RSS
Логотип
Баннер в шапке 1
Баннер в шапке 2
Project

Startup "OnMeeting" together with "Inevils" built a cloud platform for transcribing meetings, summarization and recognition of speakers

Customers: Actor-Educational Technologies

Moscow; Information Technology

Contractors: Inevils
Product: IT outsourcing projects

Project date: 2023/11  - 2024/11

2025: Building a cloud platform to transcribe meetings

The company "Actor-Educational Technologies" at the end of April 2025 announced TAdviser about the implementation of the project by the joint efforts of the startup "OnMeeting" and the IT company "Inevils" to create a cloud platform for transcribing meetings, summarization and recognition of speakers.

As reported, "OnMeeting" is a Russian technology startup founded in 2020. Initially, he developed solutions for hybrid training for higher education, but in the process of developing business the model shifted towards the B2B and B2G segment.

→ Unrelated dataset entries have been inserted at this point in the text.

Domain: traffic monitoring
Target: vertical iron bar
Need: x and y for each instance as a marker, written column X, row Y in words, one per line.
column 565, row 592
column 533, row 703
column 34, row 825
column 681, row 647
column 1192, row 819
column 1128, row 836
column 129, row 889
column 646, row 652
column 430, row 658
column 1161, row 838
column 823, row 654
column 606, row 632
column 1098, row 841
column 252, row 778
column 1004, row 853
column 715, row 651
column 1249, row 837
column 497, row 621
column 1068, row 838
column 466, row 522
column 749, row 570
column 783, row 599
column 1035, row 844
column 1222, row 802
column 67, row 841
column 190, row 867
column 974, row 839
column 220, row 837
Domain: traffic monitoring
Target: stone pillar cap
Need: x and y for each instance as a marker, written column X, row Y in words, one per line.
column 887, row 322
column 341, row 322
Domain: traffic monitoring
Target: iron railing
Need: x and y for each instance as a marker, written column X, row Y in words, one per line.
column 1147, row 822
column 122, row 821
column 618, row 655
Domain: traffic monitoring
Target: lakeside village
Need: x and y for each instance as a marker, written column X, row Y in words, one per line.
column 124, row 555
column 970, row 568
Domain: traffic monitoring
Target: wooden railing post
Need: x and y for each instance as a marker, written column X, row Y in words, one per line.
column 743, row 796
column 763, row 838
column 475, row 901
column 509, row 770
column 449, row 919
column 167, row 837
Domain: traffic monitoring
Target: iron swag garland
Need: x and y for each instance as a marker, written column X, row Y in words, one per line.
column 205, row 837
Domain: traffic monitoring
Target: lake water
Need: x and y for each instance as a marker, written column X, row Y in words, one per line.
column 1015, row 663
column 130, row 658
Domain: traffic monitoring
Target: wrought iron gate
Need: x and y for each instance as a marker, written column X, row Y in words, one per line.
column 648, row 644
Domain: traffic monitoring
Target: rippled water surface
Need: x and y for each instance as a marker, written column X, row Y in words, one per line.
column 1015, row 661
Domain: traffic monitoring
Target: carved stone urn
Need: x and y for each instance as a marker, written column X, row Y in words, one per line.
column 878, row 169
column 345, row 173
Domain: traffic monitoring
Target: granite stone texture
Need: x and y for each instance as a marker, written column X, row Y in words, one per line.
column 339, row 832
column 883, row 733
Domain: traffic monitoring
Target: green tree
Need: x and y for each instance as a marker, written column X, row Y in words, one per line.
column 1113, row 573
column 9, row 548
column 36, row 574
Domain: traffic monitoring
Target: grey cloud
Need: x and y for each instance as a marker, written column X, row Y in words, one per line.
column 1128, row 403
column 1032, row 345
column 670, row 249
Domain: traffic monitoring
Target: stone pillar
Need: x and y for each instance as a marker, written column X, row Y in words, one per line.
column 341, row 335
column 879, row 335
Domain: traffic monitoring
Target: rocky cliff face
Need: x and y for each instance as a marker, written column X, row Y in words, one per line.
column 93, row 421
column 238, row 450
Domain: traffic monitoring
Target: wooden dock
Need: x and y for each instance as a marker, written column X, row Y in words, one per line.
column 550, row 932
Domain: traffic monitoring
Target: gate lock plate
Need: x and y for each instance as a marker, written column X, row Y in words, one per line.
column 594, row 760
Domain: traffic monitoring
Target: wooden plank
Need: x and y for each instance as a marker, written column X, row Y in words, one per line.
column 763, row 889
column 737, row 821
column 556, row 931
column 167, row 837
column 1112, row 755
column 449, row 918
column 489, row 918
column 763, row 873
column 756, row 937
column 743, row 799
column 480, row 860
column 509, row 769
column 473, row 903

The AtMeeting service is an intelligent platform for recording and analyzing online communications and offline meetings.

The team "AtMeeting" entrusted the development of several system modules to the IT company "Inevils," which has competencies in building architectures based on neural network models. The work began with a simple audio recording module, but in the process of cooperation, the product developed into a full-fledged cloud platform with transcription, summarization and bot connection functions.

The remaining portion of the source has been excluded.